Ascena Retail Group on Monday pushed back on a report from the New York Post that "for at least a month" it has failed to communicate with lenders that, as a group, are owed more than $1.4 billion by the company, including $210 million they expected from the company's sale of its majority stake in discount banner Maurices.
Ascena hasn't missed payments but the lack of communication has led the lenders to wonder if the company is mulling bankruptcy, according to the New York Post report.
"[A]scena is in full compliance under its term loan, which is due in August 2022, and revolving credit facility and intends to remain so, is current on all obligations, and has substantial cash on its balance sheet. The company regularly engages with its lenders," an Ascena spokesperson told Retail Dive in an email. The spokesperson didn't address Retail Dive's question about whether the company is preparing a bankruptcy filing.
Ascena may be "in full compliance" now when it comes to the debt due in 2022, but its troubles led Moody's Investors Service in recent months to question whether that will remain true.
Moody's in June downgraded the retail conglomerate and analysts there said that while they expect "significant earnings recovery in fiscal 2020," that may not be enough to "start positioning Ascena for a timely and economical refinancing of its sizeable term loan due August 2022."
There are other signs of trouble.

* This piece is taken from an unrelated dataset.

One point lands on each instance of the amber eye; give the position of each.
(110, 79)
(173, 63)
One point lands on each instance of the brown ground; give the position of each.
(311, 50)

In late July, the Nasdaq Stock Market notified the company that it had failed to meet its requirement that its per-share price trades at above $1 for a period of 30 consecutive business days. The company has until January to regain compliance.
Ascena has a new CFO as of earlier this month, just one of several changes in its top executive ranks. The most prominent one came in May with the exit of CEO and chairman of the board David Jaffe, whose mother founded the company as "Dress Barn." He was replaced by Gary Muto, who was the President and CEO of Ascena brands, and by Carrie Teffner in the executive board chair. At that time, Chief Operating Officer Brian Lynch also left.
The group is scrambling to recover, in part by trimming its portfolio. In addition to the Maurices sale, Ascena is winding down its namesake Dressbarn banner and shutting down all 650 of those stores. The conglomerate also runs two plus-size brands with stand-alone stores, Lane Bryant and Catherines, that some analysts say should be incorporated in some way into Ann Taylor and Loft, its other remaining brands, in light of consumers' increasing rejection of specialty plus size players in favor of inclusive ones.
Even with all the adjustments it's made, there's more work to be done by that new team. For one thing, Ascena remains a massive retail company, and more downsizing is likely, according to Ray Hartjen, marketing director of store analytics firm RetailNext. "Even with Dressbarn eventually closed, ascena will still have about 3,000 stores, and I would expect a further consolidation of offerings and an eventual blurring of product lines and product categories, particularly the integration of plus-size fashion into premium fashion," Hartjen told Retail Dive earlier this year.